Stanley Harwood McCuaig MC KC LLD was born at Bainsville, Ontario (ON). He was educated at Williamstown ON and at Queen’s University, Kingston ON.

After the outbreak of WW1, McCuaig enlisted the Canadian Field Artillery and was soon at the Western Front in France. By the summer of 1915, the war on the Western Front had stalemated into one of attrition. After the second Battle of Ypres there followed sporadic frontal attacks on both sides without any result other than the slaughter of tens of thousands of men. Conditions were appalling. The troops lived in the squalor and dankness of the trenches, sometimes knee deep in water and mud.

From July 1, 1916, to December 30, 1916, Canadians along with the French and other Allies were involved in the "Slaughter of the Somme", also called the Battle of the Somme. For a pitiable gain of only six miles, 836,000 soldiers were killed, including Germans and 24,029 Canadians.
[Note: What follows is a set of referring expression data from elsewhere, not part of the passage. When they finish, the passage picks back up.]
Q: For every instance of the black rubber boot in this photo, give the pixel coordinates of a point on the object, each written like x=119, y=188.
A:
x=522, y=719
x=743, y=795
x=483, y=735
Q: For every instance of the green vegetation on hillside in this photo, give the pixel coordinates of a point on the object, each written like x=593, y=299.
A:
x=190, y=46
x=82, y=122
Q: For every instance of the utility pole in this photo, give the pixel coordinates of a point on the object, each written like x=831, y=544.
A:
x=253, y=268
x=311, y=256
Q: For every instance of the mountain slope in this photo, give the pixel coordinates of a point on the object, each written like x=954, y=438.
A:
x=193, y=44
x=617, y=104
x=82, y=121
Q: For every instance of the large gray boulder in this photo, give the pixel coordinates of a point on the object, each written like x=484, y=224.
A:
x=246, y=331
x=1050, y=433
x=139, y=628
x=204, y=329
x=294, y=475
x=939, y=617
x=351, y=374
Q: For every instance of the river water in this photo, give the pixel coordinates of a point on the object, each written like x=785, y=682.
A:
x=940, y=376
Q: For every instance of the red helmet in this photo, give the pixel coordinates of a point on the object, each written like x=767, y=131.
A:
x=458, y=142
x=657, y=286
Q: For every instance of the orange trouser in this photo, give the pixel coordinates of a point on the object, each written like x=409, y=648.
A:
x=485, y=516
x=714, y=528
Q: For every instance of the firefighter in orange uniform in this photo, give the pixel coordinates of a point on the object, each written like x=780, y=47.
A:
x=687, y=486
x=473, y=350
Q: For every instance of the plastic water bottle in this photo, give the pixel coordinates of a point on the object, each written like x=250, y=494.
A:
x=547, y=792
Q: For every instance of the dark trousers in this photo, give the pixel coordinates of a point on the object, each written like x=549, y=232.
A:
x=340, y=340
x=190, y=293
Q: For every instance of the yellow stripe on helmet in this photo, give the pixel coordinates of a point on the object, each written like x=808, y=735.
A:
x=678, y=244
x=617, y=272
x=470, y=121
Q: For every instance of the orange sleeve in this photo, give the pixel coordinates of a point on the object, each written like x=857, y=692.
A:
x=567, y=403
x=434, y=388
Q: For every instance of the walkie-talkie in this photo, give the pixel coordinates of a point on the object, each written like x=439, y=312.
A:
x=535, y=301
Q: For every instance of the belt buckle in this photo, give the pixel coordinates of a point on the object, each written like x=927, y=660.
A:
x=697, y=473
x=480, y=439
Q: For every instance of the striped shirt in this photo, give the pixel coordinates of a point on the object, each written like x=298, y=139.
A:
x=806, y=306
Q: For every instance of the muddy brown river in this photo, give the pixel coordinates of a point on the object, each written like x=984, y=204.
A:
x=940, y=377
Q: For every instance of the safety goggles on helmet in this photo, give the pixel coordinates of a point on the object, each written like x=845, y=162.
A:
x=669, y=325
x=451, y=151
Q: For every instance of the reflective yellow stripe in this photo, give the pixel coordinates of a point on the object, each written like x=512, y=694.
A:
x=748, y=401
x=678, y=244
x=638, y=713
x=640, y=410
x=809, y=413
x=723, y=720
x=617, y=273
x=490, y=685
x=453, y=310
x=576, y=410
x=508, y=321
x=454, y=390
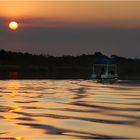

By the beginning of 1917, the Canadian Corps (four divisions), had moved north from the Somme, to the Artois Plain entrenching itself on a line running from Ecurie to Souchez. A brief respite ensued while plans were laid for an Allied seizure of the formidable German fortification of Vimy Ridge.

At 5:00 in the morning on April 9, 1917, Canadian forces, in driving snow and sleet and under a barrage of artillery fire, began their assault on Vimy Ridge. An hour later they had taken the first line of enemy trenches and by mid afternoon had captured the crest of Vimy Ridge except for two positions which fell three days later. More than 4,000 prisoners were taken, some of them found chained to their machine guns.

On October 30, 1917 in the mud and driving rain, Canadians carried out their assault on the Passchendaele Ridge and captured it by November 10th. The cost had been horrific: Approximately 16,000 casualties, all for a paltry ground gain of four and one half miles.

The outcome of the war was still in doubt when at 5:00 a.m. on March 21st, 1918, through a blanket of heavy white fog, 64 German divisions attacked the Allied line on a 54 mile front between St. Quentin and Arras. As part of a three pronged drive, it aimed at splitting the British and French armies and gaining a quick victory before the American presence on the Western Front could be felt. It succeeded in advancing to within 10 miles of Amiens and reaching the Marne River 40 miles from Paris, but by the beginning of June the drive had petered out and the Allies were counterattacking all along the line.

Prior to war’s end, McCuaig received the Military Cross (MC) for conspicuous gallantry in action.

Postwar he was called to the Bar of Alberta. In due course he became a partner in the law firm, McCuaig, Desrochers, Beckingham & McDonald in Edmonton. He received an Honorary LLD from Queen’s University. In September 1919, he married Mary Elizabeth Rutherford. They had two sons and two daughters.